On the other hand, there is technology-driven management, which is also known as passive management. 

“Passive management focuses on matching the performance of the market; this means that it replicates the index of a larger market, aiming to achieve similar results. Passive management views asset allocation from a more macro perspective. Although not as detailed and fundamental research-oriented, passive management tends to be a cost-effective and efficient way of constructing a well-diversified portfolio that can be less volatile than individual stock prices,” Ms. Choi says. 

The greatest attraction of passive management, Ms. Choi says, is its low management fees; the average cost is 0.2% of the generated profit. 

“Therefore, passive management is highly accessible even to investors with little experience,” Ms. Choi says.

So, what are the similarities and differences of active and passive management? 

Although the two share the common ground of portfolio management, there are more differences than similarities. 

“While active management selects individual stocks, passive management selects broad indexes with the potential for growth as a whole. As a result, active management aims to outperform the benchmark with a portfolio consisting of only selected stocks, while passive management intends to match the performance of the selected index,” Ms. Choi elaborates. 

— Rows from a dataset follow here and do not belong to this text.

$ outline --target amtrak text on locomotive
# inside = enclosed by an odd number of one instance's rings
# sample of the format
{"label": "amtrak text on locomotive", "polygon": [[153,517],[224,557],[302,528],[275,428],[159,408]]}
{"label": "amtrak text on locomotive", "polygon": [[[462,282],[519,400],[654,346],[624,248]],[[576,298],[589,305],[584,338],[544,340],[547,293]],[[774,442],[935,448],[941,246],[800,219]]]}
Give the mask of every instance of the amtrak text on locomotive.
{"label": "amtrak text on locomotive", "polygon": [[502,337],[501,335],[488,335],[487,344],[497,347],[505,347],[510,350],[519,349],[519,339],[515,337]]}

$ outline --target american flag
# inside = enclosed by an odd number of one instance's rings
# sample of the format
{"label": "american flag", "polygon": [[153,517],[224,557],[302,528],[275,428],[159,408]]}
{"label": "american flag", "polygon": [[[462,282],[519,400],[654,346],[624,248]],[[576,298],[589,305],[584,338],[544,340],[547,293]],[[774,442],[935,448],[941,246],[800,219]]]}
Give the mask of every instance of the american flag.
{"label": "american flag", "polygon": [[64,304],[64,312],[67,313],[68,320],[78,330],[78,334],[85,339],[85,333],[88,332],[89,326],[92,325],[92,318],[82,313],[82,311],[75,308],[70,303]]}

This means that active management has higher risk but also greater potential for higher returns, while passive management tends to have lower risk but limited returns. 

“There are also limits in services driven by technology: passive management tends to lack flexibility, long-term vision, customization, and explanation when compared to active management. However, passive management compensates for these disadvantages with its low cost,” Ms. Choi explains.

The management fees for passive management are, on average, 0.8 percentage points lower than those of active management. 

To summarize, active management provides exclusive, individual service but has high costs, while passive management engages in a broader index without customization but has low costs.

“There is no perfect investment as every type of investment involves some sort of trade-off. Therefore, it is crucial to understand the advantages and disadvantages of the management types before making a decision,” Ms. Choi concludes.